Who is in the next up-and-coming block of first-time homebuyers? It’s Generation Y, the Millennials, born between 1980 and 1995. Until recently most stories involving Millennials and homebuying discussed how this age group was staying away from the housing market, but a March report from the National Association of Realtors found that they are now the biggest group of homebuyers, at 32% of all buyers.
The Government Wants People to Buy Homes
And to encourage that, they’ve made it a bit easier to do so. Fannie Mae and Freddie Mac offer a 97% LTV program for first-time buyers — that means only a 3% down payment, and that money can come from a gift.
The 3% down program is now in competition for clients with the FHA’s 3.5% down payment program. This is actually a long-standing offer for first-time buyers, made sweeter this year by the reduction in annual mortgage insurance premiums, ultimately making homebuying less expensive. Plus, FHA loans accept credit scores as low as 580 (and possibly lower, for a higher down payment). So there are several programs for Millennial first-time homebuyers to choose from.
But What Do Millennials Want in a Home?
Location, location, location. The location of the home can be almost more important than the features of the home itself. These twenty- to early thirtysomethings consider the home’s neighborhood and its proximity to their place of employment to be just as critical as the number of bedrooms. Consider both walkability and access to public transportation when working with this group.
Less space but the right space. Bigger is not better; many Millennials spend little time actually in their homes, which means a smaller property is just fine for them. Because of this, it’s important that spaces in the home have multifunctional purposes. Smaller spaces are also easier to repair and keep clean, which works well with this generation’s desire to minimize upkeep and spend more time enjoying life.
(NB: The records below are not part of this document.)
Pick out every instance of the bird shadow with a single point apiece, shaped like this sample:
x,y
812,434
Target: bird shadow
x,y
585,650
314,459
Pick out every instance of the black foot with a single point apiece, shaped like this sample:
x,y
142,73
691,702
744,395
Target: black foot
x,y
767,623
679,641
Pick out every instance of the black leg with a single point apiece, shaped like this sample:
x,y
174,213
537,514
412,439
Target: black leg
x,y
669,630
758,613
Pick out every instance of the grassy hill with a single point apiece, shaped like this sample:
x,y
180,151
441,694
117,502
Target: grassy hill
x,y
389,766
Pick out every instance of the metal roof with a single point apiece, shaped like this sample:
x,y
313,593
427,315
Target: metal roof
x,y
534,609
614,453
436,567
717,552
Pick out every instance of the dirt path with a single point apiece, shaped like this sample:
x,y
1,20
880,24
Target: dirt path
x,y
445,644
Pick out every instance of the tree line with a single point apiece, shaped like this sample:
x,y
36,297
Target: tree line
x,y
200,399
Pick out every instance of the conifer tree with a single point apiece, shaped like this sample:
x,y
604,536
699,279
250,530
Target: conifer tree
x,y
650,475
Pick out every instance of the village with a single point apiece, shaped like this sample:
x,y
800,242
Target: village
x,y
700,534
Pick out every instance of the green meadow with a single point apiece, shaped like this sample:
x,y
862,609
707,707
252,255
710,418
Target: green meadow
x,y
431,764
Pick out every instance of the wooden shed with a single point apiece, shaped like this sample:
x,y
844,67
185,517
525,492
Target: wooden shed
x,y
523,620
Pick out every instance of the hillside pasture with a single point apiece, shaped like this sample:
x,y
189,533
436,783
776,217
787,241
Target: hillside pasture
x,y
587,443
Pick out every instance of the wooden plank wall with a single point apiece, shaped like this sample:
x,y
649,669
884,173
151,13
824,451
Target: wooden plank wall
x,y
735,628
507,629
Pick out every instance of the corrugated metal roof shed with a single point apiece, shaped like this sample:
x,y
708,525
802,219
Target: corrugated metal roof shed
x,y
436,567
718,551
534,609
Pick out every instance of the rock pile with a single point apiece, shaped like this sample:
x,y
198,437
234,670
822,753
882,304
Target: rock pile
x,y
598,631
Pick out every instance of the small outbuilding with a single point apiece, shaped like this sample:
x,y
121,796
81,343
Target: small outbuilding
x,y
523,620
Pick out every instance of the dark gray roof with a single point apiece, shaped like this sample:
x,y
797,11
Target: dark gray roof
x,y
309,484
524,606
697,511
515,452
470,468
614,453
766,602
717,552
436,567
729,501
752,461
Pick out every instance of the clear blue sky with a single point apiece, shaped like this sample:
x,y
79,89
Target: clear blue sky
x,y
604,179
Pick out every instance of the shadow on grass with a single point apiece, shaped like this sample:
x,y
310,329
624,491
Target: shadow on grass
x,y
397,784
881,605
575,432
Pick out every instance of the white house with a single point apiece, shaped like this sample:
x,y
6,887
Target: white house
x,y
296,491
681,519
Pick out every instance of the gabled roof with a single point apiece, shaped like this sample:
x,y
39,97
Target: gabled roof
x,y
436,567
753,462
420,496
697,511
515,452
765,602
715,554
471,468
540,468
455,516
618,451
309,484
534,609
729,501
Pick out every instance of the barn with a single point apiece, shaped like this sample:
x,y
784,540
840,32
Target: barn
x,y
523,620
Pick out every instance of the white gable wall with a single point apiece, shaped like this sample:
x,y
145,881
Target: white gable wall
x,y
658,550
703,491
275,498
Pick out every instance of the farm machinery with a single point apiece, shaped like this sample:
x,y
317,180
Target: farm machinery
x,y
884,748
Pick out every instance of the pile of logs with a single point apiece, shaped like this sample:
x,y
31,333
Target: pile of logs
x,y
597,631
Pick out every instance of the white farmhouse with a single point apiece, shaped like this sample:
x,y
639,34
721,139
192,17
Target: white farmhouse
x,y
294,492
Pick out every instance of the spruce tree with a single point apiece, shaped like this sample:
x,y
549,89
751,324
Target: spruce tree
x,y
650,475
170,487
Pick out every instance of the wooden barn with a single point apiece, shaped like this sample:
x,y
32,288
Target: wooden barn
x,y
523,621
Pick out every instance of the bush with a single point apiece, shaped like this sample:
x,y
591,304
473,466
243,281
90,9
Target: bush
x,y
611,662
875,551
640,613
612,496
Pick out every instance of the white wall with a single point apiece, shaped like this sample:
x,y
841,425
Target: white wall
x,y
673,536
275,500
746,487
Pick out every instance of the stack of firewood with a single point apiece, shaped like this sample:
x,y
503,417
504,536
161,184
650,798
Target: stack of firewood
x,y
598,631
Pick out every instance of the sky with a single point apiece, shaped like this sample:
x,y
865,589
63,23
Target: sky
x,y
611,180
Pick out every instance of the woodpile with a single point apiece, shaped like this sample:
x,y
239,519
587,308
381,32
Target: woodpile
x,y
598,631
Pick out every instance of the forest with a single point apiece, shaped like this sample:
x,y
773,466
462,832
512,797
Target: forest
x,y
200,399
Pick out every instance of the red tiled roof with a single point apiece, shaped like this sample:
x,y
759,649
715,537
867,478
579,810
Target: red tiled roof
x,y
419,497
It’s not forever. Millennials aren’t getting attached to homes like older generations did; they look at them as a stepping stone and an investment. They don’t plan to stay in the home they’re buying now for more than five to seven years, in most cases (think repeat customer!). A first home is a chance to increase their credit scores and build their borrowing profile for the next property purchase. To these young homebuyers, a home is an investment: Keep this in mind as you work with your clients.
In a Nutshell
Lower credit scores and less cash for a down payment, but a high motivation factor and a willingness to start small and buy up over time are the general characteristics of the Generation Y homebuyer. Of course, another characteristic of this group is its dislike of being pigeonholed or profiled, so in order to succeed with this clientele, you need to be flexible and able to keep up with changing tastes and technology.